Apparently, the entire computing industry is stumped by the multi-core problem. Specifically, scaling single threaded code to run across multiple cores:
Both AMD and Intel have said they will ship processors using a mix of X86 and graphics cores as early as next year, with core counts quickly rising to eight or more per chip. But software developers are still stuck with a mainly serial programming model that cannot easily take advantage of the new hardware.
Thus, there’s little doubt the computer industry needs a new parallel-programming model to support these multicore processors. But just what that model will be, and when and how it will arrive, are still up in the air.
One such model already exists – MapReduce. More recently a paper was presented for running MapReduce on multi-core systems.
This paper evaluates the suitability of the MapReduce model for multi-core and multi-processor systems. MapReduce was created by Google for application development on data-centers with thousands of servers. It allows programmers to write functional-style code that is automatically parallelized and scheduled in a distributed system.

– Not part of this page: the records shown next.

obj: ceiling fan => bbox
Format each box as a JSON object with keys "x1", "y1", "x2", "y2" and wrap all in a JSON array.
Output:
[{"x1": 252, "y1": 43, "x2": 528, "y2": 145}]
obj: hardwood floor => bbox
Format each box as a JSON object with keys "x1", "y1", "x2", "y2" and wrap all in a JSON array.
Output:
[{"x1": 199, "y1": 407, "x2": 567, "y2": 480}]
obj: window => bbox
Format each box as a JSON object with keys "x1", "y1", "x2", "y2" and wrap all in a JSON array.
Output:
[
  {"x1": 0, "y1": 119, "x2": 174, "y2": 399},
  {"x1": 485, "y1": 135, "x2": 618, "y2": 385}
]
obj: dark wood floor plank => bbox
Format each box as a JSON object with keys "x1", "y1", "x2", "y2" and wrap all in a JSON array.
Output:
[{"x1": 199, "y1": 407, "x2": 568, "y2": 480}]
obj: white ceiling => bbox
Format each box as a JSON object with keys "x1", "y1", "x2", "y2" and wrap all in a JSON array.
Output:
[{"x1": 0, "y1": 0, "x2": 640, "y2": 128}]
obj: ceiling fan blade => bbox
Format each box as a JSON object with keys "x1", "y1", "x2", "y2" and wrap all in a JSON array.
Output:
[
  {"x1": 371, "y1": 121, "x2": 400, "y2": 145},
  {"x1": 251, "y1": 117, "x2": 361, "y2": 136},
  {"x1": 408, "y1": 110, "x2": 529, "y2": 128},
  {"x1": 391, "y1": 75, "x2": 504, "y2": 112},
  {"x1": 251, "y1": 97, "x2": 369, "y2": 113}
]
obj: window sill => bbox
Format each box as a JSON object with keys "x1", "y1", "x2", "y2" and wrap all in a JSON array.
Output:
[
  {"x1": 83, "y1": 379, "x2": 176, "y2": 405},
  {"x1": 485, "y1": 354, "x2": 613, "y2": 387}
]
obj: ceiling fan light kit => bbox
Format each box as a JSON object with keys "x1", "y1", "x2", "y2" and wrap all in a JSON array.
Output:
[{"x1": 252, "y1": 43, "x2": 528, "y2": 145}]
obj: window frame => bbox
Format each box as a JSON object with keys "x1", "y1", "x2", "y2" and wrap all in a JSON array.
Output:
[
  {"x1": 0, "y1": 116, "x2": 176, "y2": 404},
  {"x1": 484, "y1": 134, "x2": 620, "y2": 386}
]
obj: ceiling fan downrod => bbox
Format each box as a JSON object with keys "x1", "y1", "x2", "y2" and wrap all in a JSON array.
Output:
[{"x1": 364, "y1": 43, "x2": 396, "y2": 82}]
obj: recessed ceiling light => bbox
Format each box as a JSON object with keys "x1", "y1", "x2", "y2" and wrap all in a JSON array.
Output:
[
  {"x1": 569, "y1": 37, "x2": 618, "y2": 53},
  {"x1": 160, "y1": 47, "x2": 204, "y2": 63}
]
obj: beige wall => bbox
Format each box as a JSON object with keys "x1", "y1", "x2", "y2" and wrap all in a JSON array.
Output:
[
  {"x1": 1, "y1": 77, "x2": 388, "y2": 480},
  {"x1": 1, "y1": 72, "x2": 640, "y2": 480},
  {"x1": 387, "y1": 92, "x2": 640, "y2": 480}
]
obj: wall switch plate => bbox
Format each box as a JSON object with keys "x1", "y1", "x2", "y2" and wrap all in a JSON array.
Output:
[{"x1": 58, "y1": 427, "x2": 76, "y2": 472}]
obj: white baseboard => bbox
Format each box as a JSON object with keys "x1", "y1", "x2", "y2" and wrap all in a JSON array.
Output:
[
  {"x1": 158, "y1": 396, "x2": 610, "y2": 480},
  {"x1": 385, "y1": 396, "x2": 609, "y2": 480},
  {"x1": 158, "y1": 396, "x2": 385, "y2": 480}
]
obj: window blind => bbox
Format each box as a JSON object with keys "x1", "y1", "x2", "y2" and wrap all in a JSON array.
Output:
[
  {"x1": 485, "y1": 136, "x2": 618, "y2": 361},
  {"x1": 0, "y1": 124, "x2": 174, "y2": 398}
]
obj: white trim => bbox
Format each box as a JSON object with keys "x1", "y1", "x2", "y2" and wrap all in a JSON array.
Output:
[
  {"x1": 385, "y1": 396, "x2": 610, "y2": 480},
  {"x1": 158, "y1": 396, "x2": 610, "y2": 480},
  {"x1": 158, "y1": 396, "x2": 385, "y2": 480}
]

We describe Phoenix, an implementation of MapReduce for shared-memory systems that includes a programming API and an efficient runtime system. The Phoenix runtime automatically manages thread creation, dynamic task scheduling, data partitioning, and fault tolerance across processor nodes.
There are various other models here as well. You can run a producer consumer model which works very well.

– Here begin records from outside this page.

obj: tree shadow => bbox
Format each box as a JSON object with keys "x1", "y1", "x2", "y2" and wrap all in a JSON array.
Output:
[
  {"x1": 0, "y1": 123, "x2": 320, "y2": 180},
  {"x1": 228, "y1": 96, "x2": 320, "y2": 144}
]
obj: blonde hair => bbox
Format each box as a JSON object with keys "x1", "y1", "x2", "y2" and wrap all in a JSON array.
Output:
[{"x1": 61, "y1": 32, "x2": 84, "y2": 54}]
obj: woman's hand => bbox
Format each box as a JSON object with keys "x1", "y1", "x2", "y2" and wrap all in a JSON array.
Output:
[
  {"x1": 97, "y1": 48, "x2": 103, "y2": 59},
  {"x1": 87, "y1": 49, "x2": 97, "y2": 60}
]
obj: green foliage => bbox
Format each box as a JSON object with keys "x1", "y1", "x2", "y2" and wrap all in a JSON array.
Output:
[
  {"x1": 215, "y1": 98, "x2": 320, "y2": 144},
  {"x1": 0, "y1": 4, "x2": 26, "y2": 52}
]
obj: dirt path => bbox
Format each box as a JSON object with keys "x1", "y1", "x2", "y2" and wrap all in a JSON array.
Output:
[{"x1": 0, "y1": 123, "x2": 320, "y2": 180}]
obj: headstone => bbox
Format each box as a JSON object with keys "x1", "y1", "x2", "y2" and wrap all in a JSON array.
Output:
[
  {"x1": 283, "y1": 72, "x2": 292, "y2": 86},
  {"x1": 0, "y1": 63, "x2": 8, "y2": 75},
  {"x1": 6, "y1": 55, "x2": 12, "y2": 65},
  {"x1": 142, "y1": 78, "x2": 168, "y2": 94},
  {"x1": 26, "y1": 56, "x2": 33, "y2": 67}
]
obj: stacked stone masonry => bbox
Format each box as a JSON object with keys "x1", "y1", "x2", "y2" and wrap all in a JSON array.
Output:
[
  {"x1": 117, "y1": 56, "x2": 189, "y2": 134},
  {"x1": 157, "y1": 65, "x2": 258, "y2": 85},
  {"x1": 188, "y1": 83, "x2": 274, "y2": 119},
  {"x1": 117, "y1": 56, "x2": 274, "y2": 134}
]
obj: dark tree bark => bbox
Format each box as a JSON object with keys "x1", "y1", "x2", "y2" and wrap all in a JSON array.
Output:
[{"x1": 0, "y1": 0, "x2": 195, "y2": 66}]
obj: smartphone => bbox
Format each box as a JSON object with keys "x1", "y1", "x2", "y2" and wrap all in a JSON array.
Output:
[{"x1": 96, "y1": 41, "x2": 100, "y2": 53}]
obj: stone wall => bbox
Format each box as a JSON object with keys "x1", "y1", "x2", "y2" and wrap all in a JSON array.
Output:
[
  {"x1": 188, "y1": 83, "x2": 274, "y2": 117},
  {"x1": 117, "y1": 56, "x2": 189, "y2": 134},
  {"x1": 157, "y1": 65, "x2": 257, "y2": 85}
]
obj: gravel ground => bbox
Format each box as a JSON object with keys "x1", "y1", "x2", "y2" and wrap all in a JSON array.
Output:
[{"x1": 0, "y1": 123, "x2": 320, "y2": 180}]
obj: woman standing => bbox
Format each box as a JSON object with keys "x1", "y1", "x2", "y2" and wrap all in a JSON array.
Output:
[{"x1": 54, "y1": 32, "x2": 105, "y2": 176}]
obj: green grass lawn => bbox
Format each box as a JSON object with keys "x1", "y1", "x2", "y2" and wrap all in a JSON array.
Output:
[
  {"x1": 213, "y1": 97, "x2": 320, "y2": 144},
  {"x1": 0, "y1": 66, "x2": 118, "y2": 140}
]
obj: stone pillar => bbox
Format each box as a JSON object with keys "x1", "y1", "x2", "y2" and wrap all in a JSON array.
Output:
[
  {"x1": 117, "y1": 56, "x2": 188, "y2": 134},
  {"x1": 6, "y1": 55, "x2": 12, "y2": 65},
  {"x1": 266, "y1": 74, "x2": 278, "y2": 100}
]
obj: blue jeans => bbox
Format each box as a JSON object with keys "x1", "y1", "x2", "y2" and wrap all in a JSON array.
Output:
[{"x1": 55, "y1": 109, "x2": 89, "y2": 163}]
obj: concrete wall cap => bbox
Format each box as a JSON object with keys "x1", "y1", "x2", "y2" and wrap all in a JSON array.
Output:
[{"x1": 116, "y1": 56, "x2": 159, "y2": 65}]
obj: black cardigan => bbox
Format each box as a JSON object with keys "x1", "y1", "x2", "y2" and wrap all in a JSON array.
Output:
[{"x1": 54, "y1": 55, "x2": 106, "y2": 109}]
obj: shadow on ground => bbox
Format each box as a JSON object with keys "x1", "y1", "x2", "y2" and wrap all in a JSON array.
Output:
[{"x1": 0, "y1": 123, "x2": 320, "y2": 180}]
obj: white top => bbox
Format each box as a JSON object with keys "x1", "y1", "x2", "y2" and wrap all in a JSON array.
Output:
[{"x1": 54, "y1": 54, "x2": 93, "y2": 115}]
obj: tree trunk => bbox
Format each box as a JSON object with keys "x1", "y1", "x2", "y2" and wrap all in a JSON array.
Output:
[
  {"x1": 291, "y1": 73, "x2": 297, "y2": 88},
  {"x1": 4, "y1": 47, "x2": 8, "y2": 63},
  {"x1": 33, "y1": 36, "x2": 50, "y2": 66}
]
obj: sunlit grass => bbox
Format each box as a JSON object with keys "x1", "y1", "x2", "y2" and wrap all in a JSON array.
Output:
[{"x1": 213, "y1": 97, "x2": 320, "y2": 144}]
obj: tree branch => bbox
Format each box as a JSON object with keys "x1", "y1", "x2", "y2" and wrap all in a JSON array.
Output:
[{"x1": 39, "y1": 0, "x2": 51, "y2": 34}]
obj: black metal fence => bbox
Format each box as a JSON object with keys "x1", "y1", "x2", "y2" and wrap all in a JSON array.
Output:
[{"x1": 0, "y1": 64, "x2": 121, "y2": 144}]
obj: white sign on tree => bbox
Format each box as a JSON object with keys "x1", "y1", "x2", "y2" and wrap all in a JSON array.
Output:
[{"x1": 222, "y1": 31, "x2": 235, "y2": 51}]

Spinn3r runs on a task/queue model which is essentially producer consumer. Our CPU execution works VERY well across multiple cores. We have about 80 cores right now and our code executes across them in parallel without complication.
Here’s the problem. They’re trying to shove everything into the Von Neumann architecture.
The von Neumann architecture is a computer design model that uses a processing unit and a single separate storage structure to hold both instructions and data. It is named after mathematician and early computer scientist John von Neumann. Such a computer implements a universal Turing machine, and the common “referential model” of specifying sequential architectures, in contrast with parallel architectures.
This just plain won’t work as it violates a number of the distributed computing fallacies including:
* Transport cost is zero
* Latency is zero.
* Bandwidth is infinite.
Assuming that multiple cores can easily be accessed as one is false. Latency is not zero. There are L1 and L2 caches to consider. Cache coherency is also a problem.
Instead, why not yield to distributed computing fallacy #9:
A physical machine with multiple cores and multiple disks should not be treated as one single node.
Instead of treating a 8 core 32G box as one single node, treat it as 8 boxes with 4G of memory pre core. Your IO subsystem should either use SSD (which is somewhat immune to disk seeking problems) or 8 HDDs.